Man holding card up which reads "Living Wage"
What’s the future for the National Minimum Wage and National Living Wage?

The National Living Wage (NLW) was introduced in 2016 with the aim of ending low pay. It sets a higher legal minimum rate of pay than the National Minimum Wage (NMW) but is only applicable to workers above a certain age. 

As of 1 April 2024, the NLW has increased to £11.44 per hour, and the age at which workers become entitled to the NLW has reduced from 23 to 21. 

The Government has set targets for the NLW based on a percentage of median hourly pay. The first target was to reach 60% of median pay for workers aged 25 and over by 2020. By 2024 the Government aimed to meet its second target of workers aged 21 and over being paid two-thirds of median hourly earnings. This is widely expected to be achieved as a result of the uplift from April this year, and means the NLW represents one of the highest minimum wages in the world.
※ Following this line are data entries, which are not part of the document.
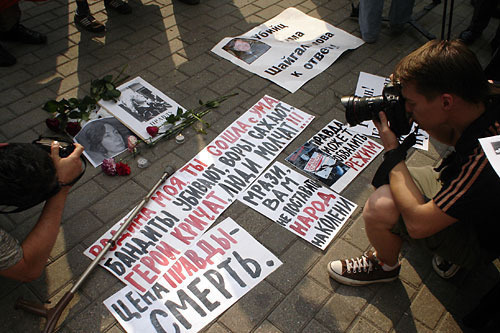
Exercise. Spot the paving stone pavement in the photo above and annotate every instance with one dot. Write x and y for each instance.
(168, 44)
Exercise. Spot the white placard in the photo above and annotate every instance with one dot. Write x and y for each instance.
(298, 204)
(225, 264)
(289, 50)
(190, 200)
(491, 147)
(372, 85)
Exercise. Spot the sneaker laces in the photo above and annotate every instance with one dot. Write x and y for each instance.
(357, 264)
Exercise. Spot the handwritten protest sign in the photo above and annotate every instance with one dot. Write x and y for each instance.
(318, 164)
(190, 201)
(354, 150)
(289, 49)
(370, 85)
(299, 204)
(210, 284)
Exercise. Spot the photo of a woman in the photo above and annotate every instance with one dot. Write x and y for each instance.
(141, 103)
(103, 138)
(246, 49)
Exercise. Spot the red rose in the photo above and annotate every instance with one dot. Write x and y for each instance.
(152, 130)
(73, 128)
(53, 124)
(122, 169)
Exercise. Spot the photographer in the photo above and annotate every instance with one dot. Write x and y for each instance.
(28, 176)
(450, 210)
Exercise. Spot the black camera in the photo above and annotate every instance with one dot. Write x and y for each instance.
(359, 109)
(65, 148)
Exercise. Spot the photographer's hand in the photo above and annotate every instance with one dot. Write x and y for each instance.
(40, 241)
(389, 139)
(67, 168)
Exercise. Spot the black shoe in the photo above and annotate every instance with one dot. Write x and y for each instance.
(19, 33)
(468, 36)
(118, 6)
(361, 271)
(89, 23)
(6, 59)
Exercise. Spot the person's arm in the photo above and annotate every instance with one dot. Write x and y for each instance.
(39, 242)
(422, 219)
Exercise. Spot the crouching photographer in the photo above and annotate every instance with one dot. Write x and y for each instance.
(449, 210)
(30, 175)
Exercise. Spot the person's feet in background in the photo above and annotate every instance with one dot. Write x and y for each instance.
(483, 11)
(18, 33)
(370, 17)
(6, 59)
(84, 18)
(191, 2)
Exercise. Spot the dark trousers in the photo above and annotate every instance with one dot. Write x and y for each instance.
(483, 9)
(10, 17)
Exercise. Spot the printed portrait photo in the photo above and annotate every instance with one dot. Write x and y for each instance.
(103, 138)
(246, 49)
(141, 103)
(496, 147)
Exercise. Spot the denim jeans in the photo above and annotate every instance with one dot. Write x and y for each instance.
(370, 16)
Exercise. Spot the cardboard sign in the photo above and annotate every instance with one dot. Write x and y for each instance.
(298, 204)
(289, 49)
(219, 269)
(190, 201)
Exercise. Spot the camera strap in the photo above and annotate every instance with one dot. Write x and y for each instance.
(392, 158)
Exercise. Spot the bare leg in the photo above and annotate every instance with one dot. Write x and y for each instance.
(380, 215)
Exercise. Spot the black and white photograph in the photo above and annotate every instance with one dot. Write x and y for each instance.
(141, 103)
(103, 138)
(139, 106)
(496, 147)
(246, 49)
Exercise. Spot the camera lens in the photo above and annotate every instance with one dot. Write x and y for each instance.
(359, 109)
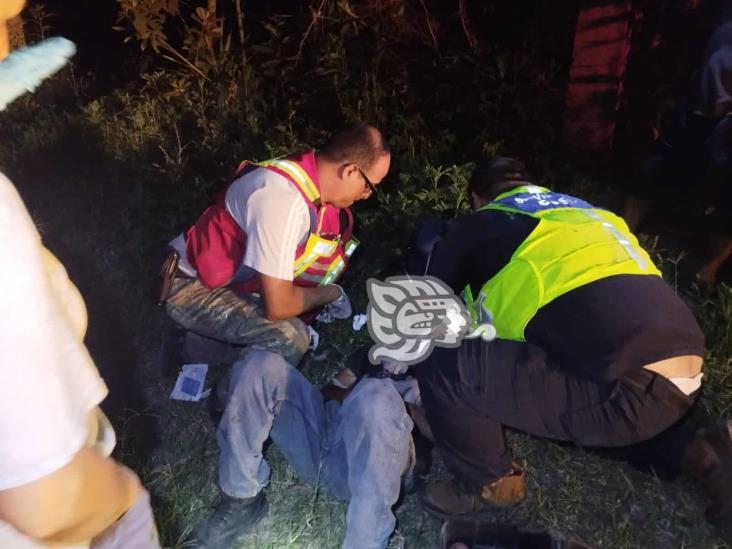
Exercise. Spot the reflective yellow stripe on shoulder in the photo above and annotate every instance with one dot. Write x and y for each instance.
(299, 176)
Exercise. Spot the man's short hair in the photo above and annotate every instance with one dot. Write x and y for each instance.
(359, 143)
(497, 175)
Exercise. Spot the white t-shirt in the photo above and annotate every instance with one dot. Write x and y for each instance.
(49, 385)
(273, 214)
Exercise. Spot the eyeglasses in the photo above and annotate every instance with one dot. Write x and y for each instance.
(371, 187)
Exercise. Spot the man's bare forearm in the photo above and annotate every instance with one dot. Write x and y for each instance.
(282, 299)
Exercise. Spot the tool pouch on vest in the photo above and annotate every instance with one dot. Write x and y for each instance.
(167, 273)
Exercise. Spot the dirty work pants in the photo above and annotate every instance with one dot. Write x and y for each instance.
(472, 392)
(357, 450)
(225, 315)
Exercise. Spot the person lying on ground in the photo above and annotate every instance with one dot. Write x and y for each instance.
(593, 347)
(58, 485)
(275, 242)
(359, 450)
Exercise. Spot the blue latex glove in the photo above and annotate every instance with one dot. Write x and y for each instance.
(24, 69)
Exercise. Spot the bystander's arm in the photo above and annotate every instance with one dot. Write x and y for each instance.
(282, 299)
(74, 503)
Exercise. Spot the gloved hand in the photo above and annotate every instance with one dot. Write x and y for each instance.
(24, 69)
(339, 309)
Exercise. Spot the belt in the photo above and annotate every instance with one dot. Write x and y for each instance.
(677, 367)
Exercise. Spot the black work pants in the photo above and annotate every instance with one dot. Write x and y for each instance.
(472, 392)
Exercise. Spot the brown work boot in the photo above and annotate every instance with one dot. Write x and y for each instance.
(709, 460)
(451, 499)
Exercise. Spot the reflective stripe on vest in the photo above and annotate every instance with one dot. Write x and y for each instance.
(573, 244)
(298, 175)
(319, 260)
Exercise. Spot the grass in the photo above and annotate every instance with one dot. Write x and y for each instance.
(111, 178)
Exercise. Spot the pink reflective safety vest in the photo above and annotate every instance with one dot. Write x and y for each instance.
(215, 245)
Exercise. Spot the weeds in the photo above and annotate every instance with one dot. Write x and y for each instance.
(145, 160)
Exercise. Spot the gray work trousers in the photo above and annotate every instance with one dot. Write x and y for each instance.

A recently published report by The Low Pay Commission (LPC), which advises the Government on NMW and NLW rates, contains a review of progress to date on minimum wage levels. It also sets out the Commission’s recommendations for future NMW and NLW policies, including the following.

Align with wider policy 

The LPC acknowledges the achievements of the NMW and NLW to date, but recognises that they must align with and support wider Government policy. This includes ensuring NMW and NLW measures mesh with other support available to workers (such as the various in-work state benefits available). At the same time, the LPC reminds the Government to consider how other policies might offset any potential downsides to the NMW/NLW, such as adding to inflationary pressures and disincentives to taking on more staff. 

Targets or principles?

The report states that the Government could either set a new NLW target rate of pay, or follow a principles based approach instead. The LPC believes that setting a revised NLW target following the 2024 objective would build on the progress to date in reducing inequality. An alternative would be to switch to a set of principles, which the Commission believes would better protect the progress made already for lower paid workers, whilst improving responsiveness to changing economic conditions.

Pay rates for younger workers

The NMW ensures minimum rates of pay for younger workers, but these are significantly lower than the NLW which is only available to those aged 21 and over. The LPC report recognises strong labour market demand for young workers and recommends lowering the age of eligibility for the NLW to 18 to reduce age inequality. 

Address ‘one-sided flexibility’ 

Whilst increased hourly pay rates as a result of the NLW have helped lower-paid workers, the LPC’s report repeats recommendations it made to the Government in 2018 to address vulnerabilities which the NLW alone cannot resolve. Their recommendations are to introduce rights to:

  • switch to a contract that reflects a worker’s regular working pattern;

  • reasonable notice of work schedules; and 

  • compensation if a shift is cancelled or curtailed at short notice. 

The Government has yet to take any action based on the LPC’s report, but policy decisions will need to balance the benefit to workers against the impact on employers and the wider economy.  

 

This article reflects the position at the date of publication shown above. If you are reading this at a later date you are advised to check that that position has not changed in the time since.